Die Abfrage führt so nicht zum gewünschten Ergebnis (ich vermute Du hinterfragst die Syntax). Ist nur ein Ausdruck dessen, was ich bezwecken möchte. Allerdings ist die Formel als solche korrekt - mit PHP funktioniert sie!

Ich möchte per MySQL alle Orte abrufen, die in einem bestimmten Radius um einen Ausgangspunkt liegen und dann eine Sortierung in aufsteigender Folge nach Entfernungskilometern realisieren.
Damit nun MySQL nicht die ganze Tabelle einliest (welche bei meinem Vorhaben ziemlich groß werden könnte), soll eine "Vorauswahl" der Datensätze getroffen werden, die dann weiter von PHP verarbeitet wird.

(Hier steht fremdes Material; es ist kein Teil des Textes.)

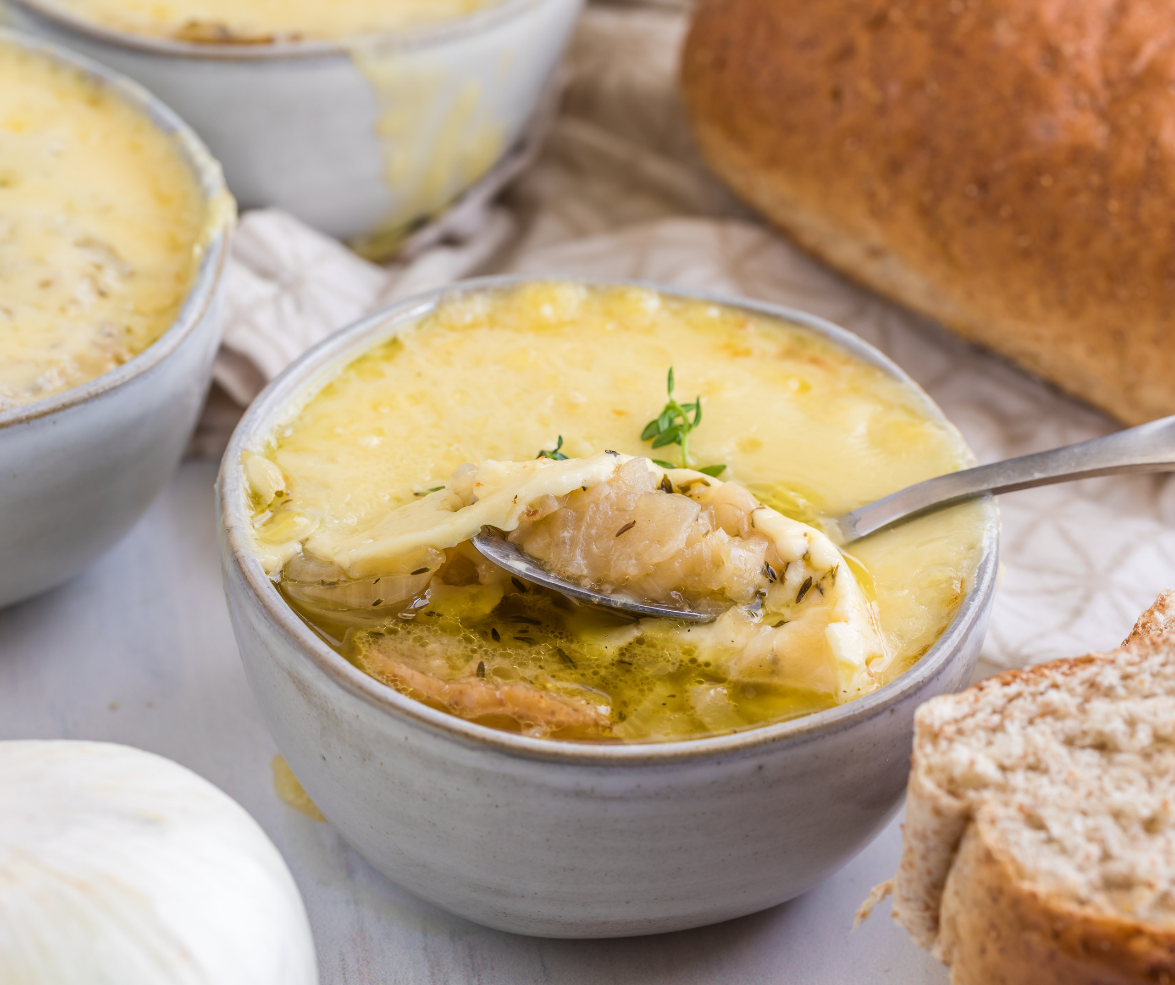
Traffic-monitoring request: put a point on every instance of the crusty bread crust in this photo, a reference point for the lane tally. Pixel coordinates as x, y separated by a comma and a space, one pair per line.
998, 930
960, 893
1007, 168
1157, 618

Lasse ich die Berechnung nicht durch MySQL abarbeiten, so muss ich erst PHP drüberjagen, damit ich eine Sortierung nach Entfernungskilometern realisieren kann, da die Daten in der Datenbank "nur" die Längen- und Breitengrade enthalten und daraus erst anhand der Formel oben die tatsächlichen Entfernungskilometer berechnet werden.

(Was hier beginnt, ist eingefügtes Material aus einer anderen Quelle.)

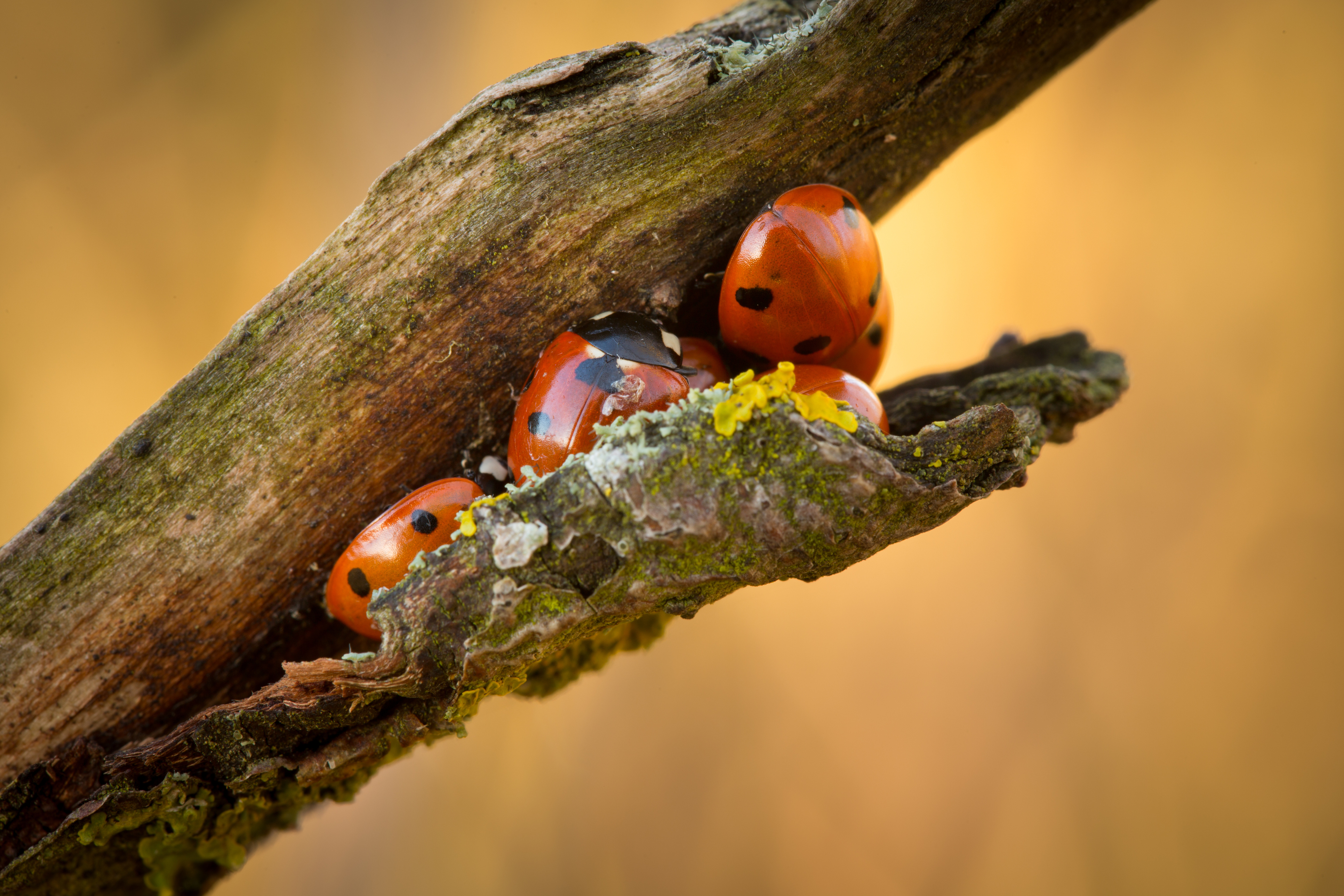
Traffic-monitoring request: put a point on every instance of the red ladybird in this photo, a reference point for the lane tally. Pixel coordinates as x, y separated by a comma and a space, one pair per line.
378, 558
607, 369
842, 387
709, 367
804, 279
865, 357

Übrigens arbeite ich mit einer ausführlicheren Zahl PI - habe es aus einfachheitsgründen abgekürzt. 


Beste Grüße,
preko


----------



## kuddeldaddeldu (16. Juli 2009)

Hi,



preko hat gesagt.:


> Die Abfrage führt so nicht zum gewünschten Ergebnis



Das ist ein wenig ungenau...
Poste doch bitte mal die konkret abgesetzte Abfrage und zu welchem unerwarteten Ergebnis sie denn führt. Beispieldaten?

LG


----------